As to why Green’s work felt prescient to our current moment, Keaney explains: “I nominated Ethan on the strength of his debut publication with Aperture, Young New York,” she says. “I just thought it was a really beautifully resolved first book; I loved that he had taken on what is a fairly well trodden photographic starting point – a project documenting and ennobling his community and friends in New York – but made such a unique, personal and authentic body of work. I found them captivating – sensitive, tender and intimate, yet with a really interesting counterpoint of formality compositionally... I personally think the way they represent and celebrate diversity and marginality and young people is really vital, living as we are through such a conservative period globally.”

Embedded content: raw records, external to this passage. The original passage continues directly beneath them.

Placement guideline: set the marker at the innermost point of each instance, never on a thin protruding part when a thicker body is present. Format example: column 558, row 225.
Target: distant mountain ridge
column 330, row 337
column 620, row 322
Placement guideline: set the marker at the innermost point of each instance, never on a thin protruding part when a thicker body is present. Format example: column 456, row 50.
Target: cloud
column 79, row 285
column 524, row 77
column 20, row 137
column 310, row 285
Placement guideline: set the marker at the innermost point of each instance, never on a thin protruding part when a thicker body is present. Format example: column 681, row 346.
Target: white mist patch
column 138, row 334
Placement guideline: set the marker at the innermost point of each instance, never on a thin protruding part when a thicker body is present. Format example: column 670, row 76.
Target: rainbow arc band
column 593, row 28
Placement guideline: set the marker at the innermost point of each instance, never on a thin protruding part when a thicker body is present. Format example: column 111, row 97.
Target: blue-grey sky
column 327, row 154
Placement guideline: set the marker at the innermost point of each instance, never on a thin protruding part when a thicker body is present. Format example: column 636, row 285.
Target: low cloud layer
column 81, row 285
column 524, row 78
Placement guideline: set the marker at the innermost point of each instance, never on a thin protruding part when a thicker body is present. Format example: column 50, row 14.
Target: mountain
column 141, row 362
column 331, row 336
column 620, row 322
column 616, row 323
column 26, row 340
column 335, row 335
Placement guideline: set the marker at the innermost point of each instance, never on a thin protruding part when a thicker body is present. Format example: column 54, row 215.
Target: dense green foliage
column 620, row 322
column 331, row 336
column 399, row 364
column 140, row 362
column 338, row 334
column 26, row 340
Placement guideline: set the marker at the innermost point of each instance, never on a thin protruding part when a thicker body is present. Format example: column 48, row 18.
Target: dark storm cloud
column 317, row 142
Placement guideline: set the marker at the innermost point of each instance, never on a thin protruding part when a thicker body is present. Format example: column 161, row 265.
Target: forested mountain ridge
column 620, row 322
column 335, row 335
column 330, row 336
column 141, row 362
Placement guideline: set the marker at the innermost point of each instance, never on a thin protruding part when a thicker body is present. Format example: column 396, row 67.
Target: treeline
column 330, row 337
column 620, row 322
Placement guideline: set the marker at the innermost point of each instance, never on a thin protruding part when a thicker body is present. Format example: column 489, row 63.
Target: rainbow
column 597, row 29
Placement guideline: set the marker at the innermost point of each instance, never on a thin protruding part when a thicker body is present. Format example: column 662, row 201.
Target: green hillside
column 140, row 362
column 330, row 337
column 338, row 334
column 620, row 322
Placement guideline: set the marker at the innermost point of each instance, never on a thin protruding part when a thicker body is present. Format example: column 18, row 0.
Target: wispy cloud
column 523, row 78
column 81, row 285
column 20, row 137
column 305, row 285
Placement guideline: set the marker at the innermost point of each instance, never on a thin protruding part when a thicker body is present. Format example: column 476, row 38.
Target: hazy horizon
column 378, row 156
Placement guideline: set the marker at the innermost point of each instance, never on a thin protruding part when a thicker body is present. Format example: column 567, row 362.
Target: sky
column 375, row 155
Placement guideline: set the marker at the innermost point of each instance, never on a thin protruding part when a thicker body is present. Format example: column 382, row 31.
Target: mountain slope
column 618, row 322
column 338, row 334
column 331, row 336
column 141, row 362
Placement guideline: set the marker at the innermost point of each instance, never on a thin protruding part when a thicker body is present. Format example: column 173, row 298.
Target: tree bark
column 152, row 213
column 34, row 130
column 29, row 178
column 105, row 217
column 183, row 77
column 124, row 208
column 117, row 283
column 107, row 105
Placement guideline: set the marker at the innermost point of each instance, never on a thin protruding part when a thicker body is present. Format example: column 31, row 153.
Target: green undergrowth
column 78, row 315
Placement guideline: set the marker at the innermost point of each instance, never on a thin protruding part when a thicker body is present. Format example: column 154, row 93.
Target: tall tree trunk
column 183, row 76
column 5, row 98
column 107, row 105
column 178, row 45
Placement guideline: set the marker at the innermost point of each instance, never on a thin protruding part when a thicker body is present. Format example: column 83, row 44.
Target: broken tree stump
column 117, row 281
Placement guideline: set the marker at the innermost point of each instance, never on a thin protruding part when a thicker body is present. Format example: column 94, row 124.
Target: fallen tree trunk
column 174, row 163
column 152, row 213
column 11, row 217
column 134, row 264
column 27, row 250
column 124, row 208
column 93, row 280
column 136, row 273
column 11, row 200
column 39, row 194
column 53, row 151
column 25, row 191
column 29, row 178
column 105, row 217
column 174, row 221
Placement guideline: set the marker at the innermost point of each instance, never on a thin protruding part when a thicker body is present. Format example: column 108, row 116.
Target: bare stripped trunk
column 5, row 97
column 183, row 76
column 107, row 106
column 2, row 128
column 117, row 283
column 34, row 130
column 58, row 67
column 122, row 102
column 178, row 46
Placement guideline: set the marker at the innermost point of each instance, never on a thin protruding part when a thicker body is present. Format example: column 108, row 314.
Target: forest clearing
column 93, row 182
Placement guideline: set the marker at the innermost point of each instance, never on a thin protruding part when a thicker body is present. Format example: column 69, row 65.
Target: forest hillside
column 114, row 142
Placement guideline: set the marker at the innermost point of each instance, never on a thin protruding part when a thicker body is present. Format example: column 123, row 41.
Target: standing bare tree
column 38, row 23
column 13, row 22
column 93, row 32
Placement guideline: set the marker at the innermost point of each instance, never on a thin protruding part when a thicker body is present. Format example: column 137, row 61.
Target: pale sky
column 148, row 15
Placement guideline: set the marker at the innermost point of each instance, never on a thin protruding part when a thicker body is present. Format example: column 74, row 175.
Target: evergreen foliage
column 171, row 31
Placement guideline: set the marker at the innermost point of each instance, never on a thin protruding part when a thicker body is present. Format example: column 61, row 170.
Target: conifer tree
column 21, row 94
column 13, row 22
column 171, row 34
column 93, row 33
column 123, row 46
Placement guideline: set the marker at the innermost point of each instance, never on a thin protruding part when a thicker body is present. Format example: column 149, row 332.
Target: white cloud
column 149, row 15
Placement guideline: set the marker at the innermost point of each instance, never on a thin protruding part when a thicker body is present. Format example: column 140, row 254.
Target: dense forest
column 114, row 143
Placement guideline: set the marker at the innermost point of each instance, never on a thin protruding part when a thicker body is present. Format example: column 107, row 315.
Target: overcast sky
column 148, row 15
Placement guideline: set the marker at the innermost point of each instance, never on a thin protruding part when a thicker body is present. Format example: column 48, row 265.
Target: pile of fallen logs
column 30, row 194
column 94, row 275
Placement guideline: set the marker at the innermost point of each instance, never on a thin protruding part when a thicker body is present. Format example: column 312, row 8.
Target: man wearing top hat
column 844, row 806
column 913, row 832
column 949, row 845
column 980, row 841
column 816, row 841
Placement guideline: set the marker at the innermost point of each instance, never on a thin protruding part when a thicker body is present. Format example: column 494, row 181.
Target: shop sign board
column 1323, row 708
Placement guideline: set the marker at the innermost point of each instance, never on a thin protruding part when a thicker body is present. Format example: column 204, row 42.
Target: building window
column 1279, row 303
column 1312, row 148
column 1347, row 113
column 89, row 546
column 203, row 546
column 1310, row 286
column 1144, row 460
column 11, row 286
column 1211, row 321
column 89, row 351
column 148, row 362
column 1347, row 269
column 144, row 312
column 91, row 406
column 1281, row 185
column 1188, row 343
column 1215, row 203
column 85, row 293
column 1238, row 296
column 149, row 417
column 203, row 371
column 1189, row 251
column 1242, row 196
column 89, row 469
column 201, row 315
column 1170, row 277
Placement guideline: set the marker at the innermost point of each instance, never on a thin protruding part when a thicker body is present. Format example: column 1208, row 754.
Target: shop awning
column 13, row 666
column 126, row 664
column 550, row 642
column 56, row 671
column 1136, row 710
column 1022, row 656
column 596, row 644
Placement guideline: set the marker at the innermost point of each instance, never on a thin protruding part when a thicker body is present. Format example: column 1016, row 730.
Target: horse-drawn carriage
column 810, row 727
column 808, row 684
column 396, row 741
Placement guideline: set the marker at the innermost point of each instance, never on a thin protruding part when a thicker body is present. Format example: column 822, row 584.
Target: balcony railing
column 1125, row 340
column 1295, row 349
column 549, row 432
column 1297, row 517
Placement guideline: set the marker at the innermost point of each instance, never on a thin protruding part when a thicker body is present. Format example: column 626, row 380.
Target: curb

They set the tone for this year’s Taylor Wessing Photographic Portrait Prize – which began in its current iteration in 2008 – an annual competition which celebrates the best in contemporary photographic portraiture internationally. “Series are prominent this year. There are only one or two portraits of well-known sitters,” says Keaney. “Many photographers have entered work using the medium to explore complex personal or socially engaged issues or to question cliches around identity and diversity, be that gender, class, age, sexuality or cultural background.”

A ceremony last night saw Los Angeles-based photographer Pat Martin receive the top prize for two works from a portrait series of his late mother, Goldie. “I began this project when at the 11th hour, and needing to reconnect, I chose to focus where I was fearful to look,” he said. Ireland’s Edna Bowe and Britain’s Garrod Kirkwood took home second and third prize respectively. 

Taylor Wessing Photographic Portrait Prize 2019 exhibition runs from November 7, 2019 – February 16, 2020.